RL-trained LLMs learn retriever-specific query formulation strategies for RAG
A new arXiv paper presents the first systematic study of using reinforcement learning to teach LLMs to adapt query formulation strategies to different retrieval backends. The authors find that different retrievers have surprisingly distinct optimal query styles (e.g., descriptive vs. question-like), making cross-retriever strategy transfer ineffective. They introduce a branching-based rollout technique to stabilize training over multi-step retrieval trajectories and show gains from retriever-specific human guidance and model scaling.
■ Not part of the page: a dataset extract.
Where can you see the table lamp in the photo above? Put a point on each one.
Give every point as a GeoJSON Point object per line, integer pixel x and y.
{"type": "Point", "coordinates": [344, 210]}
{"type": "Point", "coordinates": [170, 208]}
CORA: Consistency-Oriented Reasoning Alignment addresses thinking-answer gap in multimodal RLVR
Researchers identify and analyze a systematic inconsistency between reasoning traces and final answers in RLVR-trained large vision-language models, showing the problem persists throughout GRPO training and inference. They propose CORA, which introduces a lightweight plug-and-play consistency reward model and a Hybrid Reward Advantage Splitting (HRAS) mechanism to coordinate task and consistency optimization. Experiments across multimodal reasoning benchmarks show CORA improves both task performance and reasoning faithfulness.